Proje başladıktan sonra da Çevre ile ilgili her türlü çalışma uzman ekiplerin işbirliği ile çevresel etkileşimler dikkate alınarak incelenmekte, bölgenin flora ve faunası ile ilgili çalışmalar yapılmakta, kuş gözlem çalışmaları titizlikle yürütülmektedir. İstanbul Yeni Havalimanı projesi tamamlandığında; kendi enerjisini üreten, çevreci, doğa dostu, engelsiz, yeşil ve Leed Sertifikası almayı hedefleyen çevreyle barışık bir havalimanı ülkemize kazandırılmış olacaktır.”

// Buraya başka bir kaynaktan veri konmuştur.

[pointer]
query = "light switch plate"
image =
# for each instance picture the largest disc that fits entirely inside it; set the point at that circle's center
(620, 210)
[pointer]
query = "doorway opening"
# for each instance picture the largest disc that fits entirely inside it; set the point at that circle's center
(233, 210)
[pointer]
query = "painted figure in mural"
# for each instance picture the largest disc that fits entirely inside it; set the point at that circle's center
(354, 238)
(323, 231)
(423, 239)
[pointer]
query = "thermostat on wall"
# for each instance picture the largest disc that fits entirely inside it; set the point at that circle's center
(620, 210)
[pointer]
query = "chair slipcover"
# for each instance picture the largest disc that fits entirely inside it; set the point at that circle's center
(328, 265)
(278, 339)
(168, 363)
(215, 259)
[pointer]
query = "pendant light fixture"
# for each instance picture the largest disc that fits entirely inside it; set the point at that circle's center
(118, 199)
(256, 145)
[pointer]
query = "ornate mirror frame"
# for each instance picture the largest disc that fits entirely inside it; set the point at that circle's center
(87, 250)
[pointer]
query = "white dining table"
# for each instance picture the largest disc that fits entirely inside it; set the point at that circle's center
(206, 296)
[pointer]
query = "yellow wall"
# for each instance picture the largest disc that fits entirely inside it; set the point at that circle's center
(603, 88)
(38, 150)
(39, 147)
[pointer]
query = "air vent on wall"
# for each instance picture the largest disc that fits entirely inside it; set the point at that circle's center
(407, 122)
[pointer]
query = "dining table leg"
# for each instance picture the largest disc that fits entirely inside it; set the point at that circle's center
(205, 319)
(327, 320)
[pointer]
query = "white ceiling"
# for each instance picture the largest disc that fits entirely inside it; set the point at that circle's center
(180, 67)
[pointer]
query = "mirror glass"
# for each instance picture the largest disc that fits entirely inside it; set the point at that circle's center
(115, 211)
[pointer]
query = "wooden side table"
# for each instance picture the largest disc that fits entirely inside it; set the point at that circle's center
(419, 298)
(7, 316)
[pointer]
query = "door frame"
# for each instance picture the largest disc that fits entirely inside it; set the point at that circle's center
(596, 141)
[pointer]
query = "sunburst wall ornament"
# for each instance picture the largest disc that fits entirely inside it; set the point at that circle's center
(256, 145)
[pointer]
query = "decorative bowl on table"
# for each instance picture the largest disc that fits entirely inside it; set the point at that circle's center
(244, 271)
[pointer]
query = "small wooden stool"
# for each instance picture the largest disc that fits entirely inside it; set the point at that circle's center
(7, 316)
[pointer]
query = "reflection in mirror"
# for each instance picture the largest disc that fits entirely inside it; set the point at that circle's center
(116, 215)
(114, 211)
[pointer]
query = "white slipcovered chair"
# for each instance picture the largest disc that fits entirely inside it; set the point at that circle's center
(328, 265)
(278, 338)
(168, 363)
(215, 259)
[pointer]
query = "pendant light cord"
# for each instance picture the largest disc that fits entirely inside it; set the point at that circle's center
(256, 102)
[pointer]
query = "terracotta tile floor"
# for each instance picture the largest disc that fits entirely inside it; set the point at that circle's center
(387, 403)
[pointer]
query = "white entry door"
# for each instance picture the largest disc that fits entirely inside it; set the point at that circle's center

İGA tarafından THY için gerekli olan tesisler yapılamadığı için mi havalimanı açılışı gecikecektir?
Açılışın planlandığı gibi 29 Ekim 2018 tarihinde yapılacağı belirtilerek, “Dünyada örneği olmayan bu çapta bir taşınma ve sonrasındaki süreçte yaşanabilecek problemlerin tüm taraflar ve havacılık sektörü için önemli sıkıntılar doğurabileceğinden hareketle havalimanında çalışacak personelin uyum çalışmaları ve sistem entegrasyon çalışmalarının yeterli ölçüde yapılarak geri dönülemez bir hataya imkan vermemek adına havalimanının tam kapasite ile işletmeye alınması kademeli olarak yapılacaktır” denildi.
Açıklamada, havalimanın yapımında başka yerlerden sökülmüş malzemelerin kullanıldığı yönündeki iddia da kesin bir dille reddedilirken, “Havalimanında kullanılan tüm sistem ve cihazlar son teknoloji ürünü olup başka bir yerden sökülmüş malzemelerin kullanımı söz konusu değildir” ifadelerine yer verildi.